Quand la jeune fille fut annoncée, ma mère ne me renvoya pas, soit distraction (car, par une singularité charmante, elle mêlait quelque étourderie à la prudence la plus vigilante), soit qu’elle jugeât que je pouvais assister sans inconvénient à un entretien innocent et domestique.

Radégonde avança à grands pas sonores et se planta au milieu du salon, droite, immobile, muette, les mains jointes sur son tablier, d’un air qui tenait ensemble du timide et du hardi. Très jeune, presque une enfant, forte en couleur, ni brune ni blonde, ni belle ni laide, d’apparence niaise et finaude, ce qui faisait un contraste amusant, elle était vêtue comme la moindre paysanne de son pays et toutefois avec une sorte de splendeur ; les cheveux relevés sous le bavolet d’un bonnet de dentelle à grand fond plat, les épaules couvertes d’un fichu écarlate à fleurs. Très grave et très comique, elle me plut tout de suite, et je m’aperçus qu’elle ne déplaisait pas à mes parents.

Ma mère lui demanda si elle savait coudre. Elle répondit : « — Oui, madame. — Faire la cuisine ? — Oui, madame. — Repasser ? — Oui, madame. — Faire une pièce à fond ? — Oui, madame. — Raccommoder le linge ? — Oui, madame. »

Ma bonne mère lui aurait demandé si elle savait fondre des canons, construire des cathédrales, composer des poèmes, gouverner des peuples, elle aurait encore répondu « Oui, madame », car, visiblement, elle disait ce « oui » sans nul égard au sens des interrogations qu’on lui posait, par civilité pure, par bonne éducation et bel usage du monde, ayant appris de ses parents qu’il est malhonnête de dire « non » aux personnes considérables.


Or d’aller lui dire non,
Sans quelque valable excuse,
Ce n’est pas comme on en use
Avec des divinités.


Ainsi s’exprime La Fontaine qui n’aurait pas su dire non à mademoiselle de Sillery.
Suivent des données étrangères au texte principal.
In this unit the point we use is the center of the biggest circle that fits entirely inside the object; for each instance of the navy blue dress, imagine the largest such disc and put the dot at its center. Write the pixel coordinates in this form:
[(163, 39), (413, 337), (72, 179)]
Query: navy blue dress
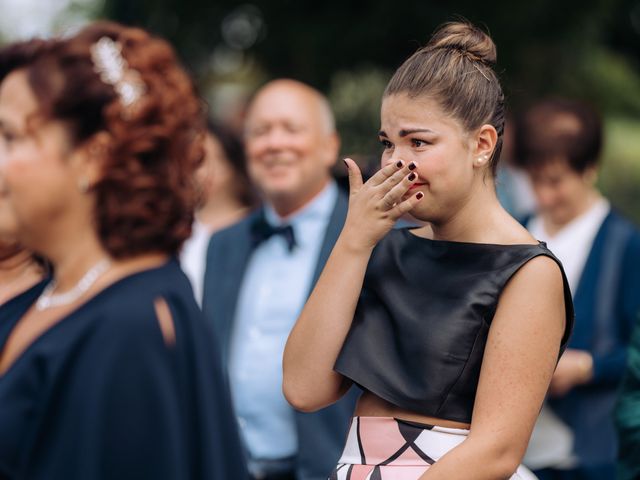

Mais ma mère ne s’enquit pas davantage du savoir de la jeune villageoise. Elle lui dit avec douceur et fermeté qu’elle exigeait une bonne tenue, une conduite irréprochable, promit de lui écrire aussitôt qu’on aurait pris une décision à son égard, et la congédia avec un imperceptible sourire.

En se retirant, la jeune Radégonde prit, je ne sais comment, la poche de son tablier dans le bouton de la porte. Cet incident ne fut remarqué que de moi ; j’en observai toutes les circonstances, et j’admirai le regard de surprise et de reproche que Radégonde adressa au bouton ravisseur, comme si c’eût été un esprit qui voulût la retenir, ainsi qu’on voit dans les contes de fées.

— Comment la trouves-tu, François ? demanda ma mère.

— Elle est bien jeune, répondit le docteur, et puis…

Peut-être eut-il alors une vague et fugitive intuition du génie de Radégonde. Mais elle se dissipa avant d’être exprimée. Il n’acheva pas. Pour moi, petit comme j’étais et de plain-pied avec les petites choses, déjà j’en avais assez vu pour me faire l’idée que cette jeune paysanne changerait notre tranquille demeure en une maison hantée.

— Cette petite a l’air honnête, dit ma mère, peut-être parviendrai-je à la former. Si tu veux, mon ami, nous l’appellerons Justine.